Aun así, Banville sigue conservando brillantez suficiente como para construir una trama trágica y espléndida, a pesar de que a menudo el amplio reparto de La guitarra azul parezca infradelineado y su trama malnutrida. Aquí la diferencia es que el propio narrador está involucrado. Orme se anticipa a cualquier objeción criticando repetidamente su melodrama.



El libro adquiere vivacidad cuando se aparta de la trama, cuando su autor describe el proceso de creación. "Pintar, como robar", dice, "era un esfuerzo incesante de posesión, y yo fracasaba sin cesar". Pintar es difícil, pero no se puede comparar con escribir: "Lo traicionero que es el lenguaje, más resbaladizo incluso que pintar". Lo importante no son los personajes, sino la superficie del mundo. "Así que era el mundo, el mundo en su totalidad, a lo que tenía que enfrentarme.
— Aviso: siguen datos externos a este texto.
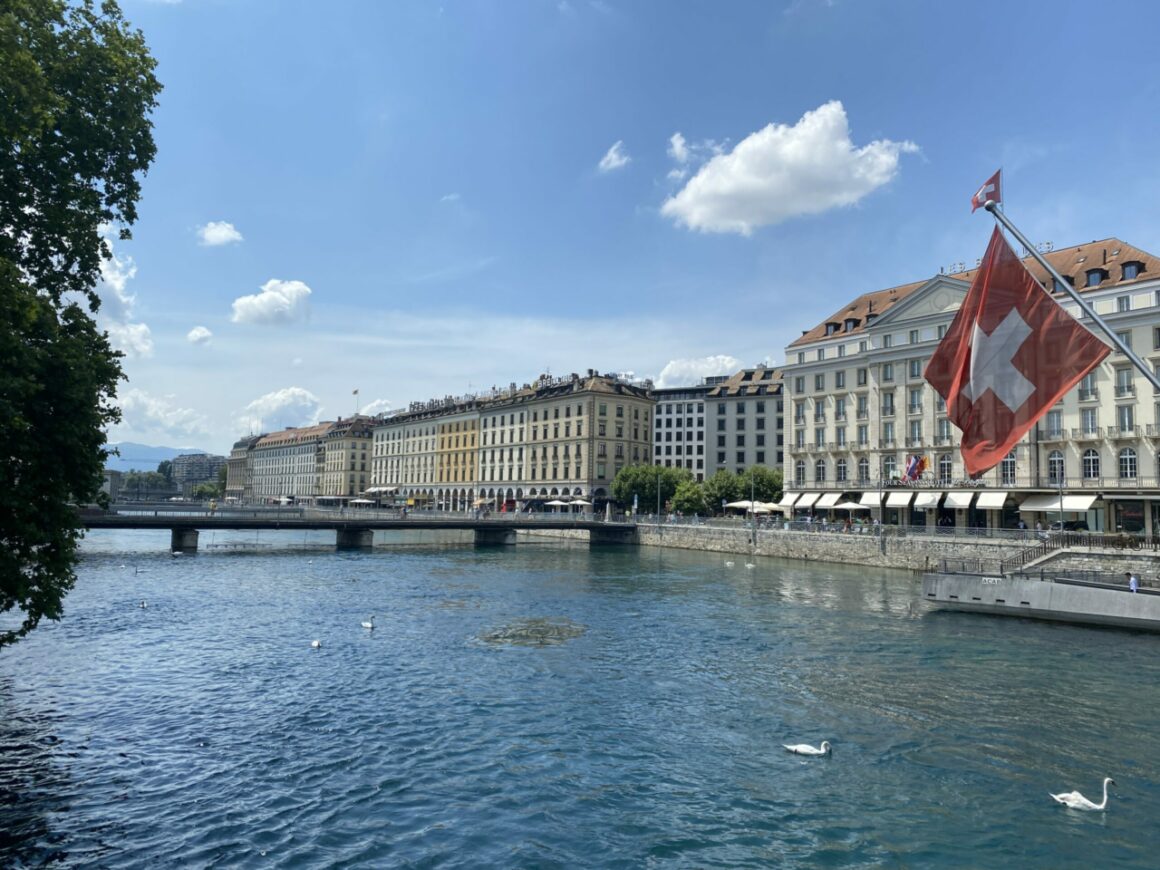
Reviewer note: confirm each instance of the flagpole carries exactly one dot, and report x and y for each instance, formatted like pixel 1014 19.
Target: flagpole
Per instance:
pixel 1060 281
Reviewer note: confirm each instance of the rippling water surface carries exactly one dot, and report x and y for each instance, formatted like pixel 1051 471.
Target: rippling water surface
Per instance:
pixel 548 705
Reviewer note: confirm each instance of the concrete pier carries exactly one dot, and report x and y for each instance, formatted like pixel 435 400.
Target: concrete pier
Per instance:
pixel 355 538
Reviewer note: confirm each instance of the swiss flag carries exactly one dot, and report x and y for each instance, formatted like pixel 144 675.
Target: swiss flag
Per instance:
pixel 990 190
pixel 1010 353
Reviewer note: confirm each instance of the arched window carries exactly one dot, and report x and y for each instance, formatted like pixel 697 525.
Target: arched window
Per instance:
pixel 890 466
pixel 945 468
pixel 1007 469
pixel 1090 464
pixel 1128 464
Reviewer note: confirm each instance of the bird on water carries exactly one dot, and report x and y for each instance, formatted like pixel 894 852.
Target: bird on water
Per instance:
pixel 806 749
pixel 1078 802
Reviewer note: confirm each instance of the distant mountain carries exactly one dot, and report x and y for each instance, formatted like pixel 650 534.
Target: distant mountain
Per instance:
pixel 143 457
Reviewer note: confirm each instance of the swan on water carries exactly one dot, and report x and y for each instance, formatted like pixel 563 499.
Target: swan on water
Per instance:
pixel 806 749
pixel 1078 802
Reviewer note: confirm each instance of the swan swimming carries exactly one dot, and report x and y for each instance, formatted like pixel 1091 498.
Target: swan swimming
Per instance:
pixel 806 749
pixel 1078 802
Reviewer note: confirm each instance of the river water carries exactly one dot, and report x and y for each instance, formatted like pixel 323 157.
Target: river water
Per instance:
pixel 551 705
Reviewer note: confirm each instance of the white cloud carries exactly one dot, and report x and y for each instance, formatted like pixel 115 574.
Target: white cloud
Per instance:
pixel 616 158
pixel 281 302
pixel 291 406
pixel 688 372
pixel 133 340
pixel 153 415
pixel 783 172
pixel 218 232
pixel 375 407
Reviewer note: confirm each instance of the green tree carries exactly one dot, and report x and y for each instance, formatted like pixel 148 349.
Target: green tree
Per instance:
pixel 642 481
pixel 78 89
pixel 724 486
pixel 689 499
pixel 763 483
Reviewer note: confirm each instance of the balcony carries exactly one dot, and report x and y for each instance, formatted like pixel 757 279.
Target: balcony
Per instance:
pixel 1123 433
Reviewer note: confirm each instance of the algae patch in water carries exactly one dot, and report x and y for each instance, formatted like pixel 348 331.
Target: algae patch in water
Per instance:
pixel 535 631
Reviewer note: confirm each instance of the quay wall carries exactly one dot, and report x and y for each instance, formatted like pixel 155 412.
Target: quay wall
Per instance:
pixel 886 550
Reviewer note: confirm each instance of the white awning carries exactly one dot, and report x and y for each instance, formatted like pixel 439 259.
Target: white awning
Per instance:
pixel 927 500
pixel 1049 504
pixel 958 500
pixel 993 500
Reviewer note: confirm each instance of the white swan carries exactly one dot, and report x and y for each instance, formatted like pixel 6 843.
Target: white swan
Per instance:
pixel 1078 802
pixel 806 749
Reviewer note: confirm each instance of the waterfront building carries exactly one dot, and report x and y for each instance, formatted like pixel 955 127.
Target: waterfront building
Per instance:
pixel 679 427
pixel 285 464
pixel 239 485
pixel 555 439
pixel 745 421
pixel 861 410
pixel 189 470
pixel 342 466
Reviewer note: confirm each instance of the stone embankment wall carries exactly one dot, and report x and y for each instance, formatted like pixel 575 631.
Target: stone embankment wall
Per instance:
pixel 889 550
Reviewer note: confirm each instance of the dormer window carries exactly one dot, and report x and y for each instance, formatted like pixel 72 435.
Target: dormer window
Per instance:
pixel 1095 276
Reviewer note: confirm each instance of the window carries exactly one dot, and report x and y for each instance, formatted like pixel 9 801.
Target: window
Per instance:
pixel 1007 469
pixel 945 469
pixel 1090 465
pixel 1128 464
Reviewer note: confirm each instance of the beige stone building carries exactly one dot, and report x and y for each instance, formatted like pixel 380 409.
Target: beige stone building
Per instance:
pixel 858 408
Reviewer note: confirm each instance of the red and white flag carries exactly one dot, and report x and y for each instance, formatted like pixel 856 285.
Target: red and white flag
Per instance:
pixel 990 190
pixel 1010 354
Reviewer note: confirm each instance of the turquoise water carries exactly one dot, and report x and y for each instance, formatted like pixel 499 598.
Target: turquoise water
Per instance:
pixel 548 705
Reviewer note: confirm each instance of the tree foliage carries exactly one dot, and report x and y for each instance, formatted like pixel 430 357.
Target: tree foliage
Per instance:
pixel 642 481
pixel 78 89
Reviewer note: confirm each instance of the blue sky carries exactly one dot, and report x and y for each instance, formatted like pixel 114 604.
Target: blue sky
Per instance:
pixel 419 200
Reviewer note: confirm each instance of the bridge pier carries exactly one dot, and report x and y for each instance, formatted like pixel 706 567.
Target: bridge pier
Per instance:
pixel 355 538
pixel 614 535
pixel 494 537
pixel 183 541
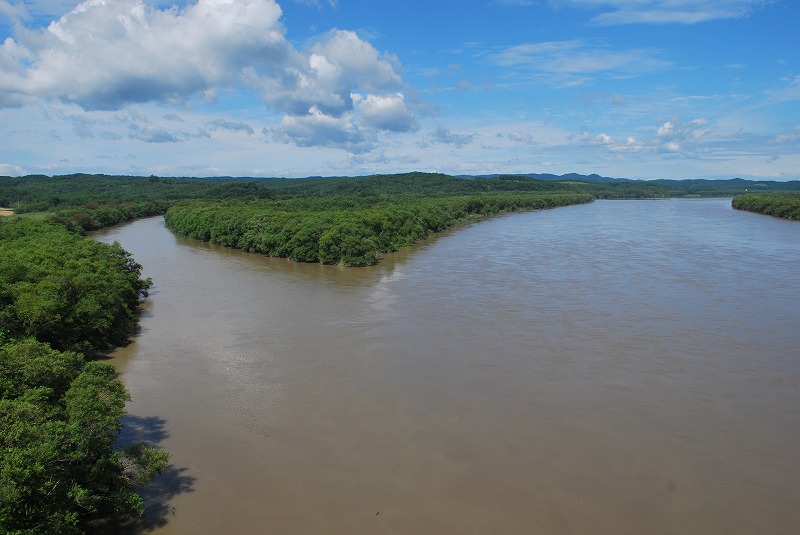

Pero el mundo es inmune; vive dándonos la espalda, en jovial comunión consigo mismo. El mundo no nos dejará entrar".



Aquí hay un conflicto que vale la pena. El listón ha subido, no para los personajes, sino para el mismo Banville. ¿Será capaz de capturar el mundo, de crearlo de nuevo? ¿Alcanzará finalmente la belleza lingüística sin parangón? ¿Tendrá lugar en este ciclo de transformación? "Fue magnífico descubrir que la belleza del lenguaje se podía perseguir como un fin en sí mismo", declaraba Banville en una entrevista. Así que llegamos a La guitarra azul por esa belleza, esa melodía y ese ritmo. Es justo que esta investigación de la superficie del mundo, de la creación de arte, esté encadenada a una trama saboteada por su propio narrador.



Surge una pregunta central: ¿por qué no olvidarse de este planteamiento? En su novela Los infinitos, una cautivadora voz narrativa brotaba de un matemático que había sufrido una apoplejía, un cerebro puro y errante. La guitarra azul promueve el proyecto vital de Banville, empuja el mundo a través de su "malla de lenguaje". Revela nuevas y opulentas oraciones. Pero mientras que su historia descansa sobre un andamiaje narrativo saboteado, la belleza con que repican esas oraciones compite con otro sonido: el subrayado del insistente ruido sordo producido por una madera.